Şimdi, mahkeme boyutuna gelince, savcılığın bu olayı delillendirecek bazı belgeleri sunmasını bekliyoruz ama iddianameye bakıyoruz, bomboş. Bu suçlamanın, Gülsüm Koç'un bulunduğu yerle ilgili, suçlamanın bulunduğu yerde MOBESE kameraları var, kayıt altına alınan görüntüler var ama iddianamede bu MOBESE kameralarının da hiçbir şekilde incelenmediğini ve bu iddianameye alınmadığını çok rahatlıkla görüyoruz.
Mahkemenin sonucunda da yine içler acısı bir durum var. Gülsüm Koç'un elinde barut izine rastlanmıyor. Ateşli silah yaralanması ya da ateşli silah bulundurmayla ilgili Gülsüm Koç'un beraatına karar veriliyor ama gizli tanık ifadelerinden dolayı da 19 yaşındaki bir öğrenciye müebbet hapis cezası veriliyor. Bunu kabul etmek mümkün değil. Bakın, çağdaş, demokratik ülkelerde, hukuk ülkelerinde zaten sadece gizli tanık ifadeleriyle herhangi bir yargısal sürecin yürütülmesi mümkün değil ama uzun süredir Türkiye'de gizli tanık ifadeleriyle maalesef hukuk skandalları devreye konmuş durumda. Şu anda kamuoyunu rahatsız eden bütün davalarda gizli tanık ifadeleri her geçen gün hukuku katlediyor. En sonunda bu Gülsüm Koç olayında 19 yaşındaki bir öğrencinin bütün hayatının altüst edilmesiyle ilgili bir süreçle karşı karşıya bulunmaktayız.

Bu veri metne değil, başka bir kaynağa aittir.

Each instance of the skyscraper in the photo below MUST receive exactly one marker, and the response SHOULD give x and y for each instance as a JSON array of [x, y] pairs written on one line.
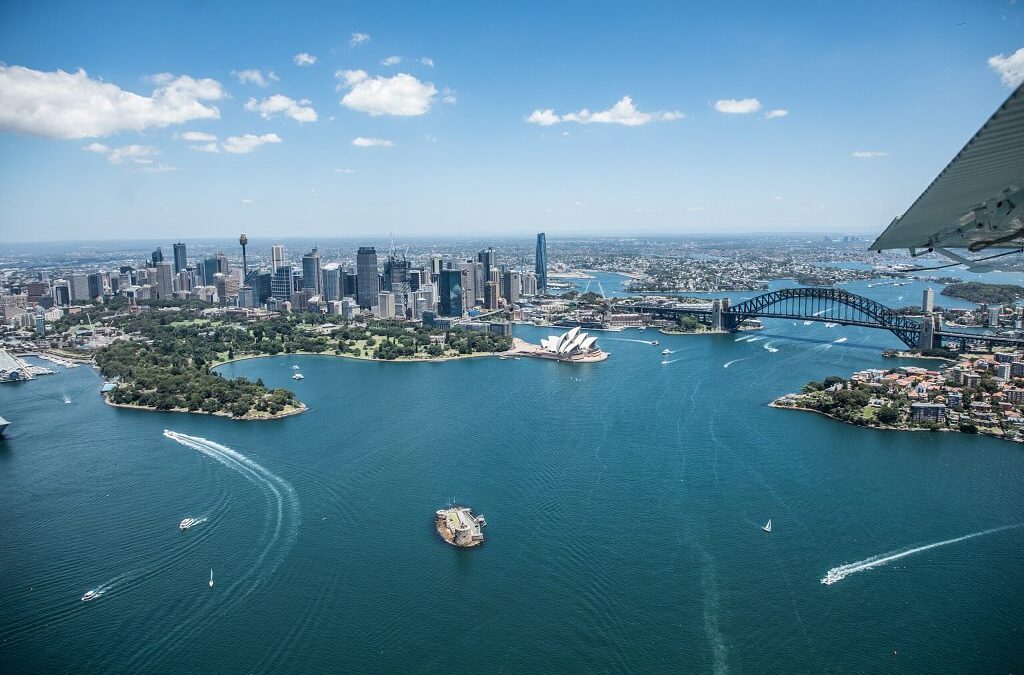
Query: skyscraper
[[450, 302], [541, 265], [310, 273], [180, 260], [368, 284], [276, 256]]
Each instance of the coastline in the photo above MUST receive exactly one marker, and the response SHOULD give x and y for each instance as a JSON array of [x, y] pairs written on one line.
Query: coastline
[[247, 418]]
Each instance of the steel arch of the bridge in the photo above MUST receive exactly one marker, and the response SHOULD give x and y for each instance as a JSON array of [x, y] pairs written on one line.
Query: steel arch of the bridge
[[826, 304]]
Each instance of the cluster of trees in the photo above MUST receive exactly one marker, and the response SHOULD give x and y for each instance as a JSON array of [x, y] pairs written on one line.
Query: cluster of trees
[[988, 293]]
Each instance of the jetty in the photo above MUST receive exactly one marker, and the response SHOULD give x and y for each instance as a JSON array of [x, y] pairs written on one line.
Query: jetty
[[459, 526]]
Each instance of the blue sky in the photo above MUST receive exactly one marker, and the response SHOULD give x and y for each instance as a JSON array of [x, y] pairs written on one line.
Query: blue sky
[[878, 96]]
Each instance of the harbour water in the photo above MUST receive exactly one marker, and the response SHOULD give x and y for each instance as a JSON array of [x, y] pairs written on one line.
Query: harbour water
[[624, 503]]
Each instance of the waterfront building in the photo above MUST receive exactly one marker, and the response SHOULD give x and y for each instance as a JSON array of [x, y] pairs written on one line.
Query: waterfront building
[[368, 278], [281, 283], [311, 272], [276, 256], [451, 293], [541, 263], [385, 304], [511, 285], [165, 280], [331, 282], [180, 259]]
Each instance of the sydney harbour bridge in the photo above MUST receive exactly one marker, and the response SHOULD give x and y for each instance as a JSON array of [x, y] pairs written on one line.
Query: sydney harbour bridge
[[834, 306]]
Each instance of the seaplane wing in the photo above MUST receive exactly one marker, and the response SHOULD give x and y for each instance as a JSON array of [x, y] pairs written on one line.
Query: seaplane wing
[[977, 202]]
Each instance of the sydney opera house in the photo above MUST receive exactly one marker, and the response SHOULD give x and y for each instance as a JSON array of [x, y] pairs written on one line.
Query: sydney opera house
[[571, 346]]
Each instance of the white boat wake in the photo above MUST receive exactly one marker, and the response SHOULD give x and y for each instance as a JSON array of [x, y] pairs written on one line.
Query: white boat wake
[[285, 503], [844, 571]]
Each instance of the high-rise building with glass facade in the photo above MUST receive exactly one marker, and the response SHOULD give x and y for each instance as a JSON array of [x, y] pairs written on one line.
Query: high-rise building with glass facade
[[541, 265], [368, 284], [450, 301]]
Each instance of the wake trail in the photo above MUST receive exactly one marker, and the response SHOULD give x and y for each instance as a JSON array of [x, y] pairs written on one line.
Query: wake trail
[[842, 572]]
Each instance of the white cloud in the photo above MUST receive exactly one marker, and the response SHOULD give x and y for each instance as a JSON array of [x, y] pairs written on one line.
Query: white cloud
[[196, 136], [624, 112], [737, 107], [400, 95], [59, 104], [299, 111], [248, 142], [134, 154], [255, 77], [360, 141], [1011, 69]]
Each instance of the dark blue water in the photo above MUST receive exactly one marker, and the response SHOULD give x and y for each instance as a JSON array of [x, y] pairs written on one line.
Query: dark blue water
[[624, 503]]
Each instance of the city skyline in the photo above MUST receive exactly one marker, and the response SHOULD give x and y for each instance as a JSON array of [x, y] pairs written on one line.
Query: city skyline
[[676, 121]]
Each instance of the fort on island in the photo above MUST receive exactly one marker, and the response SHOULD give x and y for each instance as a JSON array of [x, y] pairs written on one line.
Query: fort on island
[[571, 346], [459, 526]]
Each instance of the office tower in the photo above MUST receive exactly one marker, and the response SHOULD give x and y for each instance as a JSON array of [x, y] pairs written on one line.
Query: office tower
[[541, 264], [491, 295], [243, 240], [331, 283], [165, 281], [310, 272], [385, 304], [511, 287], [368, 283], [281, 284], [61, 293], [450, 301], [180, 260], [529, 284]]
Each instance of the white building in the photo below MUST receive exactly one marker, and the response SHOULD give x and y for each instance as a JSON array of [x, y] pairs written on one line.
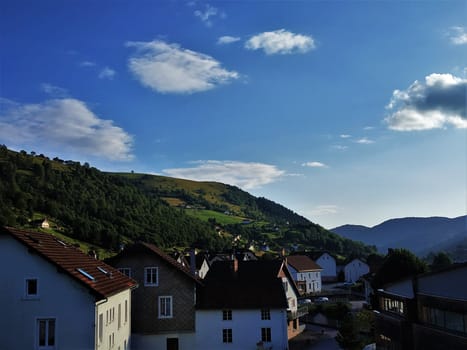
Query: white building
[[55, 297], [306, 273], [355, 269], [247, 305]]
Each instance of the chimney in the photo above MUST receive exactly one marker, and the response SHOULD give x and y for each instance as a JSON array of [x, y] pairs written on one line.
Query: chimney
[[193, 261]]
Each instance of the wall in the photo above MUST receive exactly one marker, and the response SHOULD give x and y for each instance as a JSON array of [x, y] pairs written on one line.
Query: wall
[[120, 336], [246, 329], [59, 297]]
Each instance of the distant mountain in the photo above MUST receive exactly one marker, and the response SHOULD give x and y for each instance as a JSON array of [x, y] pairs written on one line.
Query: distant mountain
[[420, 235]]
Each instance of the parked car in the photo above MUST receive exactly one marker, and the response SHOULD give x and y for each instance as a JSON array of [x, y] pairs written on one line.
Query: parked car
[[321, 300]]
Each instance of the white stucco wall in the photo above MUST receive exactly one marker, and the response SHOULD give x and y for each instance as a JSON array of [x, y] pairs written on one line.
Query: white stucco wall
[[59, 297], [328, 263], [112, 333], [355, 269], [246, 329]]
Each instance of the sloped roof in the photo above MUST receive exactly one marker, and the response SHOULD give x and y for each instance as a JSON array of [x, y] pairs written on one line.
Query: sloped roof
[[255, 284], [302, 263], [159, 253], [105, 280]]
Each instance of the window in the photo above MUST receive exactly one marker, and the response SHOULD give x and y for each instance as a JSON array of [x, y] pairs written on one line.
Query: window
[[165, 307], [101, 327], [31, 287], [265, 314], [266, 334], [227, 335], [46, 333], [226, 315], [119, 316], [125, 271], [126, 311], [151, 276]]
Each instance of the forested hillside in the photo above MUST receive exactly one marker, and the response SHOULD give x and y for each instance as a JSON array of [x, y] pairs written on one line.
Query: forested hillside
[[107, 209]]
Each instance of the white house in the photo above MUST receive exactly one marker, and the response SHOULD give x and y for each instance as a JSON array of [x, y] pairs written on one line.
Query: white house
[[355, 269], [53, 296], [246, 305], [328, 264], [305, 272]]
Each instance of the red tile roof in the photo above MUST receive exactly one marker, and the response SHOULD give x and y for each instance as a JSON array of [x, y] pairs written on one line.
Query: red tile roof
[[302, 263], [103, 280]]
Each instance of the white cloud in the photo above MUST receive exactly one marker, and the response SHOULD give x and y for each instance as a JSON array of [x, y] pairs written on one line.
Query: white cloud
[[107, 73], [87, 64], [66, 124], [168, 68], [365, 141], [457, 35], [208, 13], [315, 165], [241, 174], [54, 91], [227, 39], [281, 42], [437, 102]]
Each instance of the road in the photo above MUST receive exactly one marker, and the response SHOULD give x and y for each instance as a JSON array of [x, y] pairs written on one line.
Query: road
[[315, 338]]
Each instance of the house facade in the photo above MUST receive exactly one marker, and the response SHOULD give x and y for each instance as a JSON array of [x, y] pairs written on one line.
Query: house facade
[[163, 307], [355, 269], [328, 264], [428, 312], [56, 297], [306, 273], [246, 305]]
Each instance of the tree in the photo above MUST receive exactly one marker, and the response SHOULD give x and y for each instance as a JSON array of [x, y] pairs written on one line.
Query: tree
[[398, 264]]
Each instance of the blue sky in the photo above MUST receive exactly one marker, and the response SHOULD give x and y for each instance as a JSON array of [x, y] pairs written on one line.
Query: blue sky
[[345, 112]]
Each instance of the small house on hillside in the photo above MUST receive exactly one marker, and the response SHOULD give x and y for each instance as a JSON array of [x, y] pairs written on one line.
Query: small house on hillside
[[328, 264], [306, 273], [247, 305], [163, 308], [53, 296]]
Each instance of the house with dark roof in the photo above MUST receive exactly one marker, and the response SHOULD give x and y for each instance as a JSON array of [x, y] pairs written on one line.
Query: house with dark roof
[[53, 296], [426, 312], [163, 307], [306, 273], [247, 305], [328, 264]]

Bakın, bu olaydan yararlı kurtulan polis memurları daha sonra mahkemede ifade veriyorlar ve şöyle diyorlar, Polis Memuru Hasan Hüseyin Korkut -geçiyorum ifade kısmını- şöyle diyor: "Gecenin de karanlık olması nedeniyle bize ateş açan şahısları ben görmedim, arkadaşım da görmemişti. Olay nedeniyle sanıklardan şikâyetçiyim, cezalandırılmalarını istiyorum. Huzurda bulunan sanık veya başkaca bir kimseyi de görme fırsatım olmadı." Yani öncesinde imzalatılan tutanak da bu yaralı kurtulan polis memurlarının vermiş olduğu ifadeyle tamamen geçersiz kılınmış durumda. Dolayısıyla, burada 19 yaşındaki bir lise öğrencisinin bütün hayatını karartan bir yargı kararıyla karşı karşıyayız.
Bu konuyla ilgili kamuoyunda çıkan haberlerden sonra Adalet Bakanlığının dosyayı isteyip şu anda incelettiğini biliyoruz. Bizler de Adalet Bakanlığı yetkilileriyle görüştük. Dosyayla ilgili süreçler Yargıtayda tekrar görüşülecek. Biz Gülsüm Koç'la ilgili verilen bu hukuk dışı kararın bir an önce kaldırılması gerektiğini düşünüyoruz.
(Mikrofon otomatik cihaz tarafından kapatıldı)
İDRİS BALUKEN (Devamla) - Gizli tanık ifadeleriyle herhangi bir belgeye, bilgiye, bulguya, veriye dayanmadan, bu şekilde bir insanın bütün hayatını mahvedecek şekilde süreçlerin altına imza atan yargısal süreçlerin de bitmesi gerektiğine inanıyoruz. Bu konuda ben Meclisi duyarlılığa çağırıyorum.